Delfines

Don Hugo: Parece que Cristino Mallo hubiera querido esculpir aquellos versos de Lorca sobre el Camborio que «en la lucha daba saltos jabonados de delfín».
Don Víctor: ¿Cómo puede ser tan amigo del hombre habitando un medio distinto y no siendo domesticado?
Don Hugo: Por su humanidad y dulzura lo incorporaron a sus blasones los príncipes de Francia.
Don Víctor: Siempre nos acompañó desde que la civilización se asomó al Mediterráneo.
Don Hugo: ¡Qué emocionante encontrarlo en los salones cretenses, en las cerámicas áticas, en las monedas romanas…!
Don Víctor: Y acuérdese usted, don Hugo, de nuestra travesía a Sète… cómo estuvieron largo tiempo retozando en torno al barco hasta reanudar su viaje.
Don Hugo: Con qué nostalgia los mirábamos alejarse…
Don Víctor: Acudía a mi mente el caso de aquel Arión a quien tiraron por la borda los marineros…
Don Hugo: Claro, como que no podían soportar ya por más tiempo a aquel poetastro…
Don Víctor: … pero los delfines, apiadados, lo recogieron y depositaron en la costa.

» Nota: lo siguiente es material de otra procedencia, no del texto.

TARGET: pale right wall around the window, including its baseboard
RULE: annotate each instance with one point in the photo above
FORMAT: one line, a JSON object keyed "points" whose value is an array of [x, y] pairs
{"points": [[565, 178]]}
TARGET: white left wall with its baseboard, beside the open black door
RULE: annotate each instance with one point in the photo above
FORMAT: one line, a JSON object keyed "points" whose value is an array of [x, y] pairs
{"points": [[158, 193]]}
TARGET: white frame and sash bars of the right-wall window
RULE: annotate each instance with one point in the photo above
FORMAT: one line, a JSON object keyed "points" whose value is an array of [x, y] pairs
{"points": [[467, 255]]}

Don Hugo: … a pesar de que, por el camino, Arión no cesó un punto de tañer la lira e improvisar nuevas odas. ¡Que vaya un aguante el de los pobres delfines!
Don Víctor: ¡Benditas criaturas aquietadoras de tempestades, heraldos de primavera, de bonanzas y de tranquilas singladuras!
Don Hugo: ¿Recuerda usted, don Víctor, cómo, hace unos años, se habló de una posible epidemia que los diezmaba?
Don Víctor: Dios, ¡los dioses todos!, hagan que no les ocurra nunca lo que al Camborio, que, a despecho de tan airosos saltos, «tuvo que sucumbir».